If the latest reports are correct, lightning speed wireless connectivity could be knocking on U.S. doors soon, as AT&T is set to begin 5G testing in Austin this year.
AT&T just announced today its first round of 5G wireless technology testing, which will begin this summer in Austin. This technology is expected to be completed by 2020, bringing with it wireless speeds that are 100 times faster than its predecessor. 4G LTE usually offers around 10-20 Mbps for downloading data.
Speaking on this issue, John Donovan, who is chief strategy officer at AT&T, explained that many advanced technologies, such as robots, self-driving cars and smart cities will be using networks to a greater capacity, which means that 5G will help their clients develop groundbreaking results much faster.
According to the company’s estimations, their wireless network increased 150,000% in the period 2007-2015, mainly due to video traffic.
In order to properly test the 5G technology, AT&T has partnered with Ericsson and Intel, which helped them conduct laboratory assessments, while the outdoor trials will begin this summer.
The company is hopeful that by the end of the year they will be able to install this connection in a number of fixed locations, like homes and buildings, but when it comes to moving cars or trains, that will be much more difficult to achieve.
AT&T specialists say that their technology will make use of a software-centric architecture, which will be able to adapt quickly to new requirements. This will be supplied in connection with SDNs (software defined networks), which will virtualize 75% of AT&T’s network by 2020.
This will not only make their processes safer and smoother, but it will also help the company save money. Last year only 6% of their networks were virtualized, but this figure is expected to increase in 2017, reaching 30%.

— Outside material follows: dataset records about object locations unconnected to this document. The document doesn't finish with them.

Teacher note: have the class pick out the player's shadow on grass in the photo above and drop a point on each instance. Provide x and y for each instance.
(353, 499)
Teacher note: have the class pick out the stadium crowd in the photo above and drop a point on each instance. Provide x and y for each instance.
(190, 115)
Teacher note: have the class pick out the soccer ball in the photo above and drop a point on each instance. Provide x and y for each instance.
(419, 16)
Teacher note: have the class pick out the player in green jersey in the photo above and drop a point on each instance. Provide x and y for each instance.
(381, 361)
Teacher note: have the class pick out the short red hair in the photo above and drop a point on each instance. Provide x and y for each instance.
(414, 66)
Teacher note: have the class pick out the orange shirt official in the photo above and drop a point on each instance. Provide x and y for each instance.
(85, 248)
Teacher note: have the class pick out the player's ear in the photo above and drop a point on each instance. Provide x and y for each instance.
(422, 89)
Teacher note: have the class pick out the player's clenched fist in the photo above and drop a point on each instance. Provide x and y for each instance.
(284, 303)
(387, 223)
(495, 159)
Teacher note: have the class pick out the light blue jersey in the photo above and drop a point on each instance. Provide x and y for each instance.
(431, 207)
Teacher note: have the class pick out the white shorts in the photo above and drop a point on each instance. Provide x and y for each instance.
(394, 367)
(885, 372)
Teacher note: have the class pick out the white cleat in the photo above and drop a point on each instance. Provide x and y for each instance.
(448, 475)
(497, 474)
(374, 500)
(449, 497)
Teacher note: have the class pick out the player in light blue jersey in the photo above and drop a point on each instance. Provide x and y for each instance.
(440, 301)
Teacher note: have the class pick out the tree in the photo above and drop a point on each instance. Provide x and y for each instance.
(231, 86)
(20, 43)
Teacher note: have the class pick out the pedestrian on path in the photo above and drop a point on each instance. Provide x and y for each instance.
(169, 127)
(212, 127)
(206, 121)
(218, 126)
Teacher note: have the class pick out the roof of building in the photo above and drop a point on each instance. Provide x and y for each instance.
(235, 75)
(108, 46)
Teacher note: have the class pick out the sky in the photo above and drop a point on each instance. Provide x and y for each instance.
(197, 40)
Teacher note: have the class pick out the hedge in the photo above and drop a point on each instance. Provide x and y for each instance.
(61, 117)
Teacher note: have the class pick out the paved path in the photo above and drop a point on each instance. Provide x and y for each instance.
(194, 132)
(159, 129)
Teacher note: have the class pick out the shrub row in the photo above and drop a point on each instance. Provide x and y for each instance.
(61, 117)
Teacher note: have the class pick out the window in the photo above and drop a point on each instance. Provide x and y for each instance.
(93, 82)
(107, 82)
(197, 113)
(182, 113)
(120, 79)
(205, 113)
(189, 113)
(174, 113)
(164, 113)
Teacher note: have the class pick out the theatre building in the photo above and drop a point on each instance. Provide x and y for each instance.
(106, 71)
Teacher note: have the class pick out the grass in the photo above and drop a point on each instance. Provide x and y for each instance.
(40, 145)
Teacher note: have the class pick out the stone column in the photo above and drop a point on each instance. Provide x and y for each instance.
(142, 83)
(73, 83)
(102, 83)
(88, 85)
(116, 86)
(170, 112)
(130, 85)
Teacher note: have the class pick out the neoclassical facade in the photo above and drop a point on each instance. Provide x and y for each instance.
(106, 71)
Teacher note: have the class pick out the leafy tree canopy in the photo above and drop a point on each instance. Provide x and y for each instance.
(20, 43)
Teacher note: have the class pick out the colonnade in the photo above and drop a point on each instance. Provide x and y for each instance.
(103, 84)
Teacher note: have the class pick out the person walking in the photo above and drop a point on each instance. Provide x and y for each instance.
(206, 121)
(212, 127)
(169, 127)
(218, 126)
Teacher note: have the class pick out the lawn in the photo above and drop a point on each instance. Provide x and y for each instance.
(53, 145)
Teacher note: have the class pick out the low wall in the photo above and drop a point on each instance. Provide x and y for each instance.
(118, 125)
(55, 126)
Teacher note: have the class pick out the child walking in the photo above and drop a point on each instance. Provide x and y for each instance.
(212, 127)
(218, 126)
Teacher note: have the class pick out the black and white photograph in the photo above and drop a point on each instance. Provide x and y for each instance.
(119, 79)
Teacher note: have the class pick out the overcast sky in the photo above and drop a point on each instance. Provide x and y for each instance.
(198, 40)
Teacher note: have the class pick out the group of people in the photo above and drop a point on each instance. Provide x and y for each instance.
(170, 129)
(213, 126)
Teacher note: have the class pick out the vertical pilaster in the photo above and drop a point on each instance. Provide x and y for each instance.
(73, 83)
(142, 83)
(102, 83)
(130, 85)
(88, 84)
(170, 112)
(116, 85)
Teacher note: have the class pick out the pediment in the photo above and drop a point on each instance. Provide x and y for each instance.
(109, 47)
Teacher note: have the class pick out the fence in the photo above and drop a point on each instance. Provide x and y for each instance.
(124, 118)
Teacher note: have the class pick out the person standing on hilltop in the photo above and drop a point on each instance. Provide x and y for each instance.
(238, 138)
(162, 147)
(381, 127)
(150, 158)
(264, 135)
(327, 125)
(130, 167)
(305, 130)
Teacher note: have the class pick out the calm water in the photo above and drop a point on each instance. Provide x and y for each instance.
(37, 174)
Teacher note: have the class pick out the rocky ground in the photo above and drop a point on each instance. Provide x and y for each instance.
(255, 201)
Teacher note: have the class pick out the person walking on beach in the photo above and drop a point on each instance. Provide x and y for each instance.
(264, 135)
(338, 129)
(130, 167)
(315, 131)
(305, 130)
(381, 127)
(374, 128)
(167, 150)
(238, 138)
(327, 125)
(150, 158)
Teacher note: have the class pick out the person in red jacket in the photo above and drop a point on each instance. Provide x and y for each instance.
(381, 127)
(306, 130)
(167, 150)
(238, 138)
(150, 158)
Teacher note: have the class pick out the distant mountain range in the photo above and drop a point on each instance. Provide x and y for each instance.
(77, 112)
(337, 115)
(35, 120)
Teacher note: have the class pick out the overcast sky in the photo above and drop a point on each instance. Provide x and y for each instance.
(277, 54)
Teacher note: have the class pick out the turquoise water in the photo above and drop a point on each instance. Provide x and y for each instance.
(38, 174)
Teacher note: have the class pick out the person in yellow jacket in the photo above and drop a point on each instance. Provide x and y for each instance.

Verizon is already a step ahead of AT&T, having begun their ambitious 5G testing in 2017, promising to deliver the first outdoor trials this year. Verizon’s predictions about their 5G performances are a bit on the safe side, however. While AT&T is promising customers speeds of up to 100 times faster than the normal ones, Verizon is only estimating theirs to be 30-50 times faster.
Even though carriers everywhere are busy finding the next high-speed technology for their clients, there is still no international agreement on 5G standards.
This means that whatever technology ends up being used, it will have to pass through 3GPP, which is the international group that has to approve all telecommunications network technologies being offered on the market.